We got married two weeks latter. Once in a lifetime. Just once.

And when the coffee's done I bring it to the girl -- because she's become younger with the blanket wrapped around her -- and I sit down across from her. "Did you run here?" I ask.

She sips at the coffee and nods yes.

"How far?"

"From Toole street," she says, "That way," and she points.

I nod. The trailer court. Half a mile away, in the dark, Across the freight tracks, across the creek, into my backyard. "Why my house, why come to my door?"

She shrugs and looks at me and answers, "I saw his car coming. Yours was the closest." She sees some concern coming into my face and she says, fast and breathlessly, "oh, but don't worry. He wont come here. He's too afraid of other people."

So she tells me a whole story. Her husband sometimes beats her. Mostly, though, he threatens her. He's just started to keep her locked up. He hid her shoes. Disconnected the phone. I listen to this girl and look past her to the windows that are beginning to show the day through them, orange and foggy. My cat, Pascal, comes inside from a night of prowling and jumps up on the table, smelling like mice and dust. The girl pets him and Pascal arches his back in perfect contentment, purring. I listen to her talk on and on, maybe listening like no one has before, and she tells me about meeting him and how he brought her from Virginia to Missoula when she was 17. I listen, fix more coffee, and only ask simple questions. "Where did you grow up?" "What does he do?" Do you have a cat?" I don't tell her that her husband is a monster. I don't pass that judgment on; she's realizing it by herself, and just by sitting there talking with me, I know that she is leaving him, she knows, too, that somehow she will have help, that I will help her, that others will help her too.
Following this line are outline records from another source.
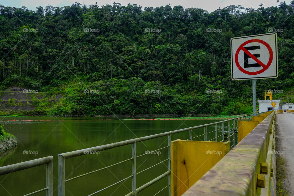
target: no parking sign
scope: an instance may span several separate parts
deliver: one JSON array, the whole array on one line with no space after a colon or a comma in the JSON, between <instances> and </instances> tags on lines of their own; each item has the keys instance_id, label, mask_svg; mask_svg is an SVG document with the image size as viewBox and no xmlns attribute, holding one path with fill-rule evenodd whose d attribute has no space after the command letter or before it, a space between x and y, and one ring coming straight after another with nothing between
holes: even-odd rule
<instances>
[{"instance_id":1,"label":"no parking sign","mask_svg":"<svg viewBox=\"0 0 294 196\"><path fill-rule=\"evenodd\" d=\"M231 39L232 79L277 77L277 40L276 33Z\"/></svg>"}]
</instances>

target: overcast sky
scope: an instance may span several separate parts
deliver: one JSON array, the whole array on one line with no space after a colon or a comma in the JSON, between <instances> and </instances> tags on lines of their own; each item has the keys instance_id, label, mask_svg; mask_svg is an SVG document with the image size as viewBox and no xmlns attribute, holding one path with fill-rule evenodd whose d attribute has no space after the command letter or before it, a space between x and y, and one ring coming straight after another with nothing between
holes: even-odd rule
<instances>
[{"instance_id":1,"label":"overcast sky","mask_svg":"<svg viewBox=\"0 0 294 196\"><path fill-rule=\"evenodd\" d=\"M271 6L277 6L276 0L112 0L113 2L120 3L123 6L126 5L128 3L140 5L142 9L145 7L156 7L160 6L165 6L170 3L172 7L175 6L181 5L184 7L199 7L206 9L210 12L214 11L219 7L224 8L231 5L236 6L241 5L245 8L252 7L257 9L261 3L263 4L265 7ZM291 0L286 1L289 5ZM62 7L64 6L71 5L73 3L77 2L82 4L88 5L94 5L95 2L101 6L107 3L111 4L111 0L0 0L0 4L5 6L15 7L18 8L21 6L25 6L29 9L36 11L36 8L42 6L43 8L48 4L54 7ZM284 1L280 0L280 2Z\"/></svg>"}]
</instances>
But now it is most important that we just talk.

I tell her a few things too, about my store, about how good business has been, but about how bored I am. She asks about my children and I show her pictures and tell her their names and tell her where they live. I tell her about my wife too, about a time in Spain when we couldn't get jobs. We became so poor that all we ate for two months were fish and potatoes. We used to go each day to the river and sit on large rocks, fishing. In the evenings we came back to the tiny apartment we lived in and read to each other by candlelight. We didn't make any plans and didn't worry, even when the landlord finally evicted us. "What did you do?" she asked. I laughed, shrugged, and said, "I guess we kept going. We just sort of ran away from what was bad and found better, much better places. We started over."